Bactoflow-WGS: A Reproducible Bacterial Genome Analysis Pipeline

Bactoflow-WGS is a reproducible Snakemake pipeline for bacterial whole-genome sequencing. It was developed for a mixed bacterial dataset with Klebsiella pneumoniae hybrid assemblies and Escherichia coli short-read assemblies, but the workflow is configurable for other bacterial WGS projects.

The project is useful because it connects many separate bioinformatics tools into one workflow with explicit inputs, environments, and final targets.

The pipeline design

The workflow starts from a sample sheet and chooses the assembly path based on whether long reads are available.

Samples with long reads go through a hybrid assembly route. Samples without long reads use a short-read assembly route. After assembly, the pipeline moves into polishing, quality control, annotation, screening, comparative genomics, and reporting.

The final targets include:

MultiQC reports
long-read QC summaries
QUAST reports
BUSCO summaries
Bakta annotation GFF3 files
optional MLST, AMR, virulence, and plasmid screening outputs
a screening summary Excel report
core-genome tree files and visualizations

Those outputs make the results reviewable by both command-line users and people who prefer reports and spreadsheets.

Why Snakemake was the right fit

Snakemake gives the project a clear contract: what files go in, what files come out, and which rule creates each output. Conda environments are split per module, so tools for QC, assembly, annotation, screening, and reporting can be managed separately.

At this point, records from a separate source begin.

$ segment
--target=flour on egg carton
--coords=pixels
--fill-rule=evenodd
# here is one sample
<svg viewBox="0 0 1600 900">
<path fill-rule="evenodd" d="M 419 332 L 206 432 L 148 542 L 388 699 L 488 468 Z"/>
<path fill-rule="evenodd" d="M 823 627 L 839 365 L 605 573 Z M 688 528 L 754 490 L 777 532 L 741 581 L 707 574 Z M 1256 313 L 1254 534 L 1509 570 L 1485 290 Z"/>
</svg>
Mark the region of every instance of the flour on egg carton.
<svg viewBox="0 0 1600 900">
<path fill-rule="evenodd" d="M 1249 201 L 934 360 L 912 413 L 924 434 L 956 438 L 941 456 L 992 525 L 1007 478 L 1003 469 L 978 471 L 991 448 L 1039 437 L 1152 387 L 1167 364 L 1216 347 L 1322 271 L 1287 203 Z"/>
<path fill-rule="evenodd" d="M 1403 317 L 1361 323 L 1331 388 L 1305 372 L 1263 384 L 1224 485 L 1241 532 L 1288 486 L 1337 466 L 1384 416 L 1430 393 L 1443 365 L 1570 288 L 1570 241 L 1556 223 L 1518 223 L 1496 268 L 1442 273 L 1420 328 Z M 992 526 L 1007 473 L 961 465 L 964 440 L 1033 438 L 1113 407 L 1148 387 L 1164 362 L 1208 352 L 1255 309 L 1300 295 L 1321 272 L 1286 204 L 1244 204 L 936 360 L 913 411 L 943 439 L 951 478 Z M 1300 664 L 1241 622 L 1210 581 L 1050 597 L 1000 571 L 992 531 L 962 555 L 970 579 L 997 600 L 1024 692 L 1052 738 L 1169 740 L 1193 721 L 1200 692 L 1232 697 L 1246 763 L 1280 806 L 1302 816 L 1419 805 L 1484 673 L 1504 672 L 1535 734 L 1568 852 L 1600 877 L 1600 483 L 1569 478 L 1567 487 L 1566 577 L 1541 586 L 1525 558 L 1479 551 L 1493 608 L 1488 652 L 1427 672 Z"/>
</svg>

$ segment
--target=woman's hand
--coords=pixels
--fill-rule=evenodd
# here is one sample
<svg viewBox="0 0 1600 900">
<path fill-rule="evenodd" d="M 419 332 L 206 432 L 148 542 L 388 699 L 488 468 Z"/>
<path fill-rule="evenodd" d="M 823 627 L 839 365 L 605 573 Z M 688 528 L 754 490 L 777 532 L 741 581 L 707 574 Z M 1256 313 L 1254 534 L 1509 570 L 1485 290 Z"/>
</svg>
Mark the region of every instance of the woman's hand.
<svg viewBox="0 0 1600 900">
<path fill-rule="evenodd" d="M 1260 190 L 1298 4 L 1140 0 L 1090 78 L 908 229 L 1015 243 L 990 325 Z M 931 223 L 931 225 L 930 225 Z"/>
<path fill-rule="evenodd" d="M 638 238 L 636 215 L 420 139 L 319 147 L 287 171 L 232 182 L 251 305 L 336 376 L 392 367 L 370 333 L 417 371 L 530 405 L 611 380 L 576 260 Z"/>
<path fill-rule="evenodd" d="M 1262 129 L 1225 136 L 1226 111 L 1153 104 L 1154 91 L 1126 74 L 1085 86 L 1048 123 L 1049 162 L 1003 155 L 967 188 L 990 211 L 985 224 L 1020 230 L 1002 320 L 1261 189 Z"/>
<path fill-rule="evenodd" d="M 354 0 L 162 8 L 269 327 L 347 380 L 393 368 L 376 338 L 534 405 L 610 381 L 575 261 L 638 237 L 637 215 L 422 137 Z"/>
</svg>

That matters in bacterial genomics because workflows tend to become fragile when every tool is installed into one environment and every sample is handled manually.

Results and project report

The repo includes a Team 3 project report PDF that discusses workflow design, validation data, assembly quality results, pangenome analysis, phylogeny, and optional screening outputs.

Even though raw FASTQ files and generated results are not tracked in Git, the pipeline records the expected outputs in the Snakefile. That makes the repo understandable without shipping huge data files.

What I would improve next

The next version could add a small public test dataset and a CI dry-run so new users can verify the workflow immediately. I would also add example rendered reports to the site so the output structure is visible without running the full pipeline.

As a portfolio project, this repo shows reproducible workflow thinking: modular rules, clear configuration, sample-sheet driven execution, and outputs that support both analysis and reporting.